The surprising thing you must do to get your customer service complaints heard
If you’re finding yourself more dissatisfied with your purchases since the onset of the pandemic, you are not alone. From trouble with returns to delayed shipping and more, customer complaints have been on the uptick this year, according to the aptly named 2020 National Customer Rage Study. The findings, which were released by Customer Care Measurement & Counsulting in collaboration with the W.P. Carey School of Business at Arizona State University and Kraft Heinz, revealed that 66 percent of consumers experienced a product or service problem in the last 12 months, up from 56% in 2017 (via The Wall Street Journal). What’s more, almost half of those posting complaints on social media did not get a response.
“Customers draw the conclusion that their time complaining is not worthwhile when they believe they are not being heard,” said Adrian Paul, VP of customer and product support at Honeywell Automation and Control Solutions, in an interview for Arizona State University. However, Paul points out that receiving a prompt, effective response provides companies with a “tremendous opportunity,” making it beneficial to their bottom lines to keep customers loyal.
The smart action you can take to voice your complaint
If your appeals through social media aren’t getting a response, pick up the phone and start dialing.

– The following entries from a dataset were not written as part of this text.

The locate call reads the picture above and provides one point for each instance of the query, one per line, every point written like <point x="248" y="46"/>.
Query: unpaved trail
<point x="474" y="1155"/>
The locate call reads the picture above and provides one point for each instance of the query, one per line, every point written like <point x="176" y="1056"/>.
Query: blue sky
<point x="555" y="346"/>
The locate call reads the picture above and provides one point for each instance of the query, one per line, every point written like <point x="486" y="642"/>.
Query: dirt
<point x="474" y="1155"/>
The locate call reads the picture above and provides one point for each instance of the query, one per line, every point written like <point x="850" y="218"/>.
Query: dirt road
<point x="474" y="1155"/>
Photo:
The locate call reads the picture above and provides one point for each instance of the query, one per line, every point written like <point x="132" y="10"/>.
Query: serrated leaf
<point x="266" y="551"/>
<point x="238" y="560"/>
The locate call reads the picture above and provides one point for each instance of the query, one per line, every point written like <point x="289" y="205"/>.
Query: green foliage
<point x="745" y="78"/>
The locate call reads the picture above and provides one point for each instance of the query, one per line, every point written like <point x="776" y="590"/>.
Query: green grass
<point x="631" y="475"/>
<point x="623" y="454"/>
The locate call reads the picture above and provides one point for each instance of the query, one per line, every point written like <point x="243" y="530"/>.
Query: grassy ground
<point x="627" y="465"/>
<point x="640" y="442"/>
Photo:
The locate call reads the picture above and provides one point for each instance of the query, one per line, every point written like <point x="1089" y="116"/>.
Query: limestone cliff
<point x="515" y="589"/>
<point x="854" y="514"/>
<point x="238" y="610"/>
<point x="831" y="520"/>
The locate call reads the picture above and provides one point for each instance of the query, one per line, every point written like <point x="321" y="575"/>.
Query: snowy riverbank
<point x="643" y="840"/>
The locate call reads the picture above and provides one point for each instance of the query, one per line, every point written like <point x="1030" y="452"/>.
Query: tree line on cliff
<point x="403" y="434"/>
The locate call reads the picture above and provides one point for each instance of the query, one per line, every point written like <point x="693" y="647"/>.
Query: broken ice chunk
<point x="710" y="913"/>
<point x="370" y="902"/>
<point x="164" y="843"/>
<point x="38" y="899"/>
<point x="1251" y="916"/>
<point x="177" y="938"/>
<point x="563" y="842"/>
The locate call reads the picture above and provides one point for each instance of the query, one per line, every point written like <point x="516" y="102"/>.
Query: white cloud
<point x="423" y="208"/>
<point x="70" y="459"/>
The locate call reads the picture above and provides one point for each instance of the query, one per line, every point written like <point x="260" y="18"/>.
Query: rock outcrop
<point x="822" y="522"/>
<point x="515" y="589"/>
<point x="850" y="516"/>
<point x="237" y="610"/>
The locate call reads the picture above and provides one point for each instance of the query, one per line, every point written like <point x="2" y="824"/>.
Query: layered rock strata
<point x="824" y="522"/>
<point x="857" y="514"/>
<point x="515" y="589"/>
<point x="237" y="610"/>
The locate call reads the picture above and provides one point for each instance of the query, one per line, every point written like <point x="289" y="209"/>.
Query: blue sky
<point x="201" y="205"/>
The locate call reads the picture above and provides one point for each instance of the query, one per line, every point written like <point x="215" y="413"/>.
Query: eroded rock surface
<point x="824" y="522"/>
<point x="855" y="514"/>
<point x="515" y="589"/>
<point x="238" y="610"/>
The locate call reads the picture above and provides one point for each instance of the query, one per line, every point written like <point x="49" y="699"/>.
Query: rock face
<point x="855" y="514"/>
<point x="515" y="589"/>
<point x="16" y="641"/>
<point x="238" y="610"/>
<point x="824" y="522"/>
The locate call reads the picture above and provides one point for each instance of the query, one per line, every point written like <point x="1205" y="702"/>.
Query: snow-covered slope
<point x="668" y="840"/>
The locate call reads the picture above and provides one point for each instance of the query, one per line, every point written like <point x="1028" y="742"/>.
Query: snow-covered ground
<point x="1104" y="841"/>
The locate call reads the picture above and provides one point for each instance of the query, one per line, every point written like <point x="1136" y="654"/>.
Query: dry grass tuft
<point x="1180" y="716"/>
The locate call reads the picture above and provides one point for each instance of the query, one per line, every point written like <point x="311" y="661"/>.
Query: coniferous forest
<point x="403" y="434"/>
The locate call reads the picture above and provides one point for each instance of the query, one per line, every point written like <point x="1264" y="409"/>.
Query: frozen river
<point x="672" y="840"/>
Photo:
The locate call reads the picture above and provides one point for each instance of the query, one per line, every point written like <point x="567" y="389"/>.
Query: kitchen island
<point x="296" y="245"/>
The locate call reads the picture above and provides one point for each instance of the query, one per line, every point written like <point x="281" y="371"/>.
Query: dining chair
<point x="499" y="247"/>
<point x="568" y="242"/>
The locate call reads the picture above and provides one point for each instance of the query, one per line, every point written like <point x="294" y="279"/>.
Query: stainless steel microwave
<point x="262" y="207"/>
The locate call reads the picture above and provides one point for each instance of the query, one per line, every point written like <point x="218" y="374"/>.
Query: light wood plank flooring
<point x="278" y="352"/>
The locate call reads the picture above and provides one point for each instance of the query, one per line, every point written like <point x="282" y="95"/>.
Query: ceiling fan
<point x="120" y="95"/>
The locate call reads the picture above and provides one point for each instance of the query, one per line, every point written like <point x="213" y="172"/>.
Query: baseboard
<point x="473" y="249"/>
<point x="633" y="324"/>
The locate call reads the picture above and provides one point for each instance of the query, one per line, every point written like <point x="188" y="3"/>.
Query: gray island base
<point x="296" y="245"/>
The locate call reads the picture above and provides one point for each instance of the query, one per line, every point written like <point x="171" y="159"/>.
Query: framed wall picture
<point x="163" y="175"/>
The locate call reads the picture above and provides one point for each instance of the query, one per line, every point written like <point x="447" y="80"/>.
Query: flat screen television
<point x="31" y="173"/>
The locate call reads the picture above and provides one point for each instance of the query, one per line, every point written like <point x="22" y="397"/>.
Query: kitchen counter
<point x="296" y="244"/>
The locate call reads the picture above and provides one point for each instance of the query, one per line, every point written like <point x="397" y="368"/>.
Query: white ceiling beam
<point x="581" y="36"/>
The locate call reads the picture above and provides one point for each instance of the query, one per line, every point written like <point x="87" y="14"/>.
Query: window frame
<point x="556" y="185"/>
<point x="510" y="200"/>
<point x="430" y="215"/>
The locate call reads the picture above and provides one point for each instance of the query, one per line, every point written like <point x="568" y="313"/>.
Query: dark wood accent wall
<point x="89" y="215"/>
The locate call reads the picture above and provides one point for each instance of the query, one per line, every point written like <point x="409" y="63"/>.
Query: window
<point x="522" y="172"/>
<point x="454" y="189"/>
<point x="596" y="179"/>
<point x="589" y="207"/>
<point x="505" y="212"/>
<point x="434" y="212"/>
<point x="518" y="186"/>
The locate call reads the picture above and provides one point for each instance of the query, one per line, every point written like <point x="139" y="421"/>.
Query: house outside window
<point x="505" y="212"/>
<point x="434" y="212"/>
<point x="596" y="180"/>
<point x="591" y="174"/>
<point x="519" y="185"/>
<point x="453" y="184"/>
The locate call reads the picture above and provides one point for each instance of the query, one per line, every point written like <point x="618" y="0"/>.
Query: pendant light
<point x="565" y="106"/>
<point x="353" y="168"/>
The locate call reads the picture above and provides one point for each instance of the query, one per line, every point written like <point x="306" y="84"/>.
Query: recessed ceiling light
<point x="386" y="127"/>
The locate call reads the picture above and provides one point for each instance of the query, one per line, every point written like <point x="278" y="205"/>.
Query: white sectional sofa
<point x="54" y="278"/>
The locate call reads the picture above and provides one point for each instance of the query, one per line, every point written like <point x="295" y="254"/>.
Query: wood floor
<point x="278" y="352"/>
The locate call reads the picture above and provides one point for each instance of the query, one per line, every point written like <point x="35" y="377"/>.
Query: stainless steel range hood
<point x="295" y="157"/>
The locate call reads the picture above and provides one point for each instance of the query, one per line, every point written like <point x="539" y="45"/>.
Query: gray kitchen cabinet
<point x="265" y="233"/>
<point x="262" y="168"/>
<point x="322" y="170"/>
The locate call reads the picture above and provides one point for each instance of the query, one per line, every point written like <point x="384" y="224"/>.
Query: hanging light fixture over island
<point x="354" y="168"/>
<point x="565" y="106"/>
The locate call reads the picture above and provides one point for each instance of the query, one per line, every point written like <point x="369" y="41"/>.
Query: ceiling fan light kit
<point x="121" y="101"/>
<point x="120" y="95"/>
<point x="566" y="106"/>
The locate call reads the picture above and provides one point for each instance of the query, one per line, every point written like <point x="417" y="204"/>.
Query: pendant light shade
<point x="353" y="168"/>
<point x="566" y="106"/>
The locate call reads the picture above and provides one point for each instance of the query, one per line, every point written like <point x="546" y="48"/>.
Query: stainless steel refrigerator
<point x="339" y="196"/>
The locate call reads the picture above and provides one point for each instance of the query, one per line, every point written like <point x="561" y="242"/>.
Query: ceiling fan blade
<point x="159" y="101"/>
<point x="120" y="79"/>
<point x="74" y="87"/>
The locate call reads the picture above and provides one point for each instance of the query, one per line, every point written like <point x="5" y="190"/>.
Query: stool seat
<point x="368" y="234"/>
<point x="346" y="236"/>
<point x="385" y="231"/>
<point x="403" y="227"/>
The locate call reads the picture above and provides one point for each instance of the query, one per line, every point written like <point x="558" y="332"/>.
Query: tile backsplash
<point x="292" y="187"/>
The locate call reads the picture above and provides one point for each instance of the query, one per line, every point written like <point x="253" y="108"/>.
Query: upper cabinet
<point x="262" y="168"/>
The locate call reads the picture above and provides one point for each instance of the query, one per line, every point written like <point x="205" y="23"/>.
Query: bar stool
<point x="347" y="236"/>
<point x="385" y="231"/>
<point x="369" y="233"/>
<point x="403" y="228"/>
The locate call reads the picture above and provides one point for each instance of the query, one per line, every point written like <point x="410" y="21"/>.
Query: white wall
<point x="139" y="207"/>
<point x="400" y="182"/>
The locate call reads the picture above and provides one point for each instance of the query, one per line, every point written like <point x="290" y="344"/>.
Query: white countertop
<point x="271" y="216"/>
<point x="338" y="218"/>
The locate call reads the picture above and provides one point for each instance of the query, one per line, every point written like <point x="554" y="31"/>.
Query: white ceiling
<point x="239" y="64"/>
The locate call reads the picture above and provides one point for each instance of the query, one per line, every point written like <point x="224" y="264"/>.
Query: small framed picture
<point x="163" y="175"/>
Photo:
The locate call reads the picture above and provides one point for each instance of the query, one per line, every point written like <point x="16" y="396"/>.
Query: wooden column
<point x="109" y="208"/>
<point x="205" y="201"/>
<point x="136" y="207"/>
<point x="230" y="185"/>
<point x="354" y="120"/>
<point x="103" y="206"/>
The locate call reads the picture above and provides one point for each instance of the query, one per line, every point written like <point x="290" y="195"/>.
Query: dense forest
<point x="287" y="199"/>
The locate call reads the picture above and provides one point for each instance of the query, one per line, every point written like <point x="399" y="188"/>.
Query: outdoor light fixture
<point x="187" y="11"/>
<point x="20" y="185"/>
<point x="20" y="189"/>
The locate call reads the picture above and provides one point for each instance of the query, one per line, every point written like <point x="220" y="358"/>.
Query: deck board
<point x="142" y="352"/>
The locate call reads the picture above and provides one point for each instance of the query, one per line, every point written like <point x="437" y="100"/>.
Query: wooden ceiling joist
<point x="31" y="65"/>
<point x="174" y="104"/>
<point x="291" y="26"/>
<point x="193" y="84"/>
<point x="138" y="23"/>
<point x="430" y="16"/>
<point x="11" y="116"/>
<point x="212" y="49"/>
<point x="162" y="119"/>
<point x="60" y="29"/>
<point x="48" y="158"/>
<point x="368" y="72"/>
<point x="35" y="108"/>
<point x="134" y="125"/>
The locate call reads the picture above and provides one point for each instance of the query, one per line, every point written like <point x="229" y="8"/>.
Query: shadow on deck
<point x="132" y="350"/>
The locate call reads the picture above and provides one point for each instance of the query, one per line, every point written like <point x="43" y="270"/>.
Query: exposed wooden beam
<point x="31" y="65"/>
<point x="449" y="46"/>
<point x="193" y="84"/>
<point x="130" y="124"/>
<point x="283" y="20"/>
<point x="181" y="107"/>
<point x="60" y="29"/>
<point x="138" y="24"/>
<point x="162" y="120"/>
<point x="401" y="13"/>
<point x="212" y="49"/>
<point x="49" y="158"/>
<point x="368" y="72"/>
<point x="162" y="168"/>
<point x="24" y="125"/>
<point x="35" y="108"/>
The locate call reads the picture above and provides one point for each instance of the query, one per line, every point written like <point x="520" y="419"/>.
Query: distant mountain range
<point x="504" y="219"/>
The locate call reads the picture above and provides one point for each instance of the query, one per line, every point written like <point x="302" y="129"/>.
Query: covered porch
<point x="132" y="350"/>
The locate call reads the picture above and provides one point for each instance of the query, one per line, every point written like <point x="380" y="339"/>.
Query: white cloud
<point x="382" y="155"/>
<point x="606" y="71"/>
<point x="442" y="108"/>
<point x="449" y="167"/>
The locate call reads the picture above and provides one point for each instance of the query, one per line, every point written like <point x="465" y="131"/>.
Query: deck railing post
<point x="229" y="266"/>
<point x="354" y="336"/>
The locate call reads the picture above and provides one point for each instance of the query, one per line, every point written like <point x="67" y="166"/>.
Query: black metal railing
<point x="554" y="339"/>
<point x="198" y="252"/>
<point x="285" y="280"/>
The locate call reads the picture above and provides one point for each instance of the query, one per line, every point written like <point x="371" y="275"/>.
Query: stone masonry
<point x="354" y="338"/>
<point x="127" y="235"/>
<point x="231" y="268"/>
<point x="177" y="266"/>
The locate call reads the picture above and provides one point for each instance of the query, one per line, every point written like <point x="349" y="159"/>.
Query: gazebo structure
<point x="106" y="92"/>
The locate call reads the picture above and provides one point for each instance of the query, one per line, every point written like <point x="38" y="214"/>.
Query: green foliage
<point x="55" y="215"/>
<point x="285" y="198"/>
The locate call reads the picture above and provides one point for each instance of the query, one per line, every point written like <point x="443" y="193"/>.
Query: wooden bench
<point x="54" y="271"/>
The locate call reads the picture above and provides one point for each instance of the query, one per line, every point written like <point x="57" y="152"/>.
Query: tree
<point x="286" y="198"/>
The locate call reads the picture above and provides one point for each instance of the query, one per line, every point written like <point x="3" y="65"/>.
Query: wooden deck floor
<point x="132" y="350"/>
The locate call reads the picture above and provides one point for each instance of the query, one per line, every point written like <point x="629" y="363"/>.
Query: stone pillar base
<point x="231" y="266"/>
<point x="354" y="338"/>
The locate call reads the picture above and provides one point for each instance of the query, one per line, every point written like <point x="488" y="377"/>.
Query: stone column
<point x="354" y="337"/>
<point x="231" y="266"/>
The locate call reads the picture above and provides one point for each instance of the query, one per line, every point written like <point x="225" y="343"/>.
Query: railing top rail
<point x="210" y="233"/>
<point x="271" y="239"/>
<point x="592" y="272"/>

Instead of selecting customer service when you get the automated attendant, try opting for a different department, such as accounts or new customers.”This may get you talking to a real person who will be able to help you,” writes consumer affairs expert Miles Brignall in The Guardian. He adds, “don’t forget to be polite and never swear, however frustrated you have become. Call [center] workers will try to help those they like.”
Once you do get a person on the phone, don’t be shy about clearly stating your expectations. According to the customer rage study, 43 percent of respondents were satisfied with a monetary solution, 50 percent found peace with non-financial compensation such empathy or an explanation, and 60 percent reported being more satisfied with customer service when they got both (via The Wall Street Journal).